Three-dimensional echocardiography in a dynamic heart phantom: comparison of five different methods to measure chamber volume using a commercially available software.

Research paper by Peter W PW Wood, Patrick H PH Gibson, Harald H Becher

Indexed on: 23 Dec '15Published on: 23 Dec '15Published in: Echo research and practice


Several methods of analysis are available for quantification of left ventricular volumes and ejection fraction using three-dimensional (3D) echocardiography. This study compared the accuracy and reproducibility of five methods of analysis in a novel, irregularly shaped dynamic heart phantom with excellent image quality. Five 3D datasets were acquired on a Philips IE33 platform using an X5-1 3D transducer. Each dataset was analysed by five different methods using the Philips QLab v8.1 software: Methods A1, A2 and A3, semi-automated contour detection with varying degrees of user correction; Method B, Simpson's biplane method using optimally aligned four- and two-chamber views and Method C, method of discs, manually delineated in reconstructed short-axis views.

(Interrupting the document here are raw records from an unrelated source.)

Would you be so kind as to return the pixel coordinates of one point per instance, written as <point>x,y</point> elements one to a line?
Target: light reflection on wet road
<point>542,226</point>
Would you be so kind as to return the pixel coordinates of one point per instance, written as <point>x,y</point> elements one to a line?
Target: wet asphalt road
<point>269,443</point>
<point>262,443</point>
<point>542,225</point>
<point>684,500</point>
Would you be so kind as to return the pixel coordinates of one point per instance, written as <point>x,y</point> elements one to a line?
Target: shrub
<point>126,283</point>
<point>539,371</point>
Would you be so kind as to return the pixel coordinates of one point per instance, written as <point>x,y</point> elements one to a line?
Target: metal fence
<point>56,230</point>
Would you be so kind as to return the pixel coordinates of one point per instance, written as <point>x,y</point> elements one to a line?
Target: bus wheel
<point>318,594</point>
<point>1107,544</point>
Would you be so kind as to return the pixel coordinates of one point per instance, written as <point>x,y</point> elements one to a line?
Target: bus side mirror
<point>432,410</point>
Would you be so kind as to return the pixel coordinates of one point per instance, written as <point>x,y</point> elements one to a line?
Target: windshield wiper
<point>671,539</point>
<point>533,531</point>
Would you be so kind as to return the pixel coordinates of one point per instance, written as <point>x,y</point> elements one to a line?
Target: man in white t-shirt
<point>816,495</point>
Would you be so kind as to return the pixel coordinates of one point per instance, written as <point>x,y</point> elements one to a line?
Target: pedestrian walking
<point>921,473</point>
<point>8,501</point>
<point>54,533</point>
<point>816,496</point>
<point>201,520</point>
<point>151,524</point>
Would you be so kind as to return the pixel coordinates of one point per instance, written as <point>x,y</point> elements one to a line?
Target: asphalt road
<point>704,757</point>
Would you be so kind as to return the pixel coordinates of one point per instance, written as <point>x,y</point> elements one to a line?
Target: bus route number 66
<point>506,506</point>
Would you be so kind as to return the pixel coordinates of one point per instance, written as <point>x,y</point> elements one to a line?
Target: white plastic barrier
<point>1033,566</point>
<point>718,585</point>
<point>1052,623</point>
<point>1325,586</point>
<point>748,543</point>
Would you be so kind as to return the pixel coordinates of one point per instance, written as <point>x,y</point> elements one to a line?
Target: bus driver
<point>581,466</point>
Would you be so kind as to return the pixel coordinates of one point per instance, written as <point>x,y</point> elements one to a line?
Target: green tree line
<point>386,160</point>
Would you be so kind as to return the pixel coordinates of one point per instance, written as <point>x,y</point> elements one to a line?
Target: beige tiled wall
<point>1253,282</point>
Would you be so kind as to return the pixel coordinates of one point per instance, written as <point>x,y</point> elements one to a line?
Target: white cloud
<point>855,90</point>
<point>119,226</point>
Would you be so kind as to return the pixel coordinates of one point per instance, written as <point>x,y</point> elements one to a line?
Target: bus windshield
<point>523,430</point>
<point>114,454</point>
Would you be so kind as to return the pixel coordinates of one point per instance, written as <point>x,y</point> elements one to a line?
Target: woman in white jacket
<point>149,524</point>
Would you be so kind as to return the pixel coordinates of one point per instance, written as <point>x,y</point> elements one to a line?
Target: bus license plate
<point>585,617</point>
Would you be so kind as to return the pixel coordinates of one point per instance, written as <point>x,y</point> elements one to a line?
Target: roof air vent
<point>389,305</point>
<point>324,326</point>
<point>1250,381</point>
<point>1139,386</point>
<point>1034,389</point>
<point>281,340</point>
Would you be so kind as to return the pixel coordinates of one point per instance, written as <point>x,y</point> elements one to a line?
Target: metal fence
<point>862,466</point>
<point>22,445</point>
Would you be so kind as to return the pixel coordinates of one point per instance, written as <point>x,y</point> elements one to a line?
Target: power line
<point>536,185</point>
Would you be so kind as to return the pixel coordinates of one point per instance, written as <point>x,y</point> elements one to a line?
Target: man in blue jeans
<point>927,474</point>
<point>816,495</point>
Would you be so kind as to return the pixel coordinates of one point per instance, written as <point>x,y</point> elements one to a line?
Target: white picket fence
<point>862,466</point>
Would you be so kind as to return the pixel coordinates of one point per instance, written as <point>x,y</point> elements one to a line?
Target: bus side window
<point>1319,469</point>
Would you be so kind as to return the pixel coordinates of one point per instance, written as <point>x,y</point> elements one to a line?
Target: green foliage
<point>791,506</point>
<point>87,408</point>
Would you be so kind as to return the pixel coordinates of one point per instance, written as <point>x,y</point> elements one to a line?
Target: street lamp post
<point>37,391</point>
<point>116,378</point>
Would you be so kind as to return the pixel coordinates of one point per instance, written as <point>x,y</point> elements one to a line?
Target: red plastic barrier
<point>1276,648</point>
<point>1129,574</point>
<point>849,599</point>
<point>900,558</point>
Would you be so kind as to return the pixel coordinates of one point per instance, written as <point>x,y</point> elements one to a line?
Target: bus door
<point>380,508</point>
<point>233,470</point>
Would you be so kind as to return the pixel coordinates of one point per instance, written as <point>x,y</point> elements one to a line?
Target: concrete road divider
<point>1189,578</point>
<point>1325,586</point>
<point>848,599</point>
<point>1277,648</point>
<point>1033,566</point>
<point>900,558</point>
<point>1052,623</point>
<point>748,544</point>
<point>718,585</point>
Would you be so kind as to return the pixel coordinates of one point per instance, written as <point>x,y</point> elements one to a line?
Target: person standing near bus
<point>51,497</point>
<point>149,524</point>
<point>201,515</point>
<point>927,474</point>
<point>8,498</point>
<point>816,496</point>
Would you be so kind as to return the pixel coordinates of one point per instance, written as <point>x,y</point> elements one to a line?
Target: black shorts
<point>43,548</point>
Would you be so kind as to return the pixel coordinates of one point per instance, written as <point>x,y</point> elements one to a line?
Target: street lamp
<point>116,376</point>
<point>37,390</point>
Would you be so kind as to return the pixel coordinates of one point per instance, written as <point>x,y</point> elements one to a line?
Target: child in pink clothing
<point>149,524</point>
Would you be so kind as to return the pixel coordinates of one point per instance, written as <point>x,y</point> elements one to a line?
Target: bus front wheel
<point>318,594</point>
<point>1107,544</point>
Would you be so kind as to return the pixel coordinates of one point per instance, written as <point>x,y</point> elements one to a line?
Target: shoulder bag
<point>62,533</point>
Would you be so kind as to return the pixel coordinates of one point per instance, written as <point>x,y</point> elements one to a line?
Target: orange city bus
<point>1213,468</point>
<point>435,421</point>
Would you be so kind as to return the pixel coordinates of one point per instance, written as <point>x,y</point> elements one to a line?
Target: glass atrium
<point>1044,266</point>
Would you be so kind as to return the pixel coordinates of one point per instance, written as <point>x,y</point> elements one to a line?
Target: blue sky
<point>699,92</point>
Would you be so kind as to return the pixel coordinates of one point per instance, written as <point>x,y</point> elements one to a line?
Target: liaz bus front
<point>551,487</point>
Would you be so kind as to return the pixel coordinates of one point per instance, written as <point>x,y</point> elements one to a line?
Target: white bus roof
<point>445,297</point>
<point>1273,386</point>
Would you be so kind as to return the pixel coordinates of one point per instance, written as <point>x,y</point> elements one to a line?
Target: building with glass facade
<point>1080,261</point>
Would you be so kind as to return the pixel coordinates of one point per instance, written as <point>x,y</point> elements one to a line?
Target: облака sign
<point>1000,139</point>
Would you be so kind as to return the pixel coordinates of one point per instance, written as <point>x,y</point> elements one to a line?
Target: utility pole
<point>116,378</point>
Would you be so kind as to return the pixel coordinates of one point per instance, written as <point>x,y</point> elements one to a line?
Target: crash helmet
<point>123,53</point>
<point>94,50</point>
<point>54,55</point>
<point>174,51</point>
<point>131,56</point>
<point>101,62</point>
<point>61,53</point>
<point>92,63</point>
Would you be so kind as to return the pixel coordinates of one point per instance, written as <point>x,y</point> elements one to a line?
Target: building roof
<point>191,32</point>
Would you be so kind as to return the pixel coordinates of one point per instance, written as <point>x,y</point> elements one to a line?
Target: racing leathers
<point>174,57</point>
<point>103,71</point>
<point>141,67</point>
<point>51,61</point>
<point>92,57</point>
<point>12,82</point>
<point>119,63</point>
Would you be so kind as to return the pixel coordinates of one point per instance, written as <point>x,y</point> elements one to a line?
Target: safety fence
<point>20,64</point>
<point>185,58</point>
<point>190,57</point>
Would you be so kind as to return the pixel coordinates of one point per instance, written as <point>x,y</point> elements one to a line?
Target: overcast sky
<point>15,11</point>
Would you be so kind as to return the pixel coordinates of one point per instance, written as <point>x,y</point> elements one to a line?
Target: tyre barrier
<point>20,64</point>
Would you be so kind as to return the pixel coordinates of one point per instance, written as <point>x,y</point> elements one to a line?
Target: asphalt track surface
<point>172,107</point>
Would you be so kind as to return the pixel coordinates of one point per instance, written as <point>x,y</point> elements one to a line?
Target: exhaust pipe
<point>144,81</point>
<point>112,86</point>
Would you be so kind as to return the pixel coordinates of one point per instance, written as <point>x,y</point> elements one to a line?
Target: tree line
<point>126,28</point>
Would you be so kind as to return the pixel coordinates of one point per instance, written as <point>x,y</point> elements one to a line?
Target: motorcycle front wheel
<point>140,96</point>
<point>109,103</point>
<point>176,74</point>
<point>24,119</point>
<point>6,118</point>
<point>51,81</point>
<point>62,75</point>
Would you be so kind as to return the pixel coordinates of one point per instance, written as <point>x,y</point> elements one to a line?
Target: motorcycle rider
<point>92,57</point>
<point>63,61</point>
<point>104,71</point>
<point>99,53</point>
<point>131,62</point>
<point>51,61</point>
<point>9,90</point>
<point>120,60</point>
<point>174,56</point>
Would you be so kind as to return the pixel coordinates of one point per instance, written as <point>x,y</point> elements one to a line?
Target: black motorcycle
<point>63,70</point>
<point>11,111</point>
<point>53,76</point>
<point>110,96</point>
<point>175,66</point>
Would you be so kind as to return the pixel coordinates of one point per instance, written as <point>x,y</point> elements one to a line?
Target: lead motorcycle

Time-volume curves were generated for each method and compared with the true volumes measured throughout systole in the phantom heart. A second observer repeated measurements by each method in a single 3D dataset. Method A1 (uncorrected semi-automated contouring) produced the most consistent time-volume curves, although end-diastolic and end-systolic volumes varied between datasets. Any manual correction of contours (Methods A2, A3 and B) resulted in significant variation in the time-volume curves, with less consistent endocardial tracking. Method C was not only the most accurate and reproducible method, but also the most time-consuming one. Different methods of 3D volume quantification vary significantly in accuracy and reproducibility using an irregular phantom heart model. Although contouring may appear optimal in long-axis views, this may not be replicated circumferentially, and the resulting measures appeared to be less robust following the manual correction of semi-automated contours.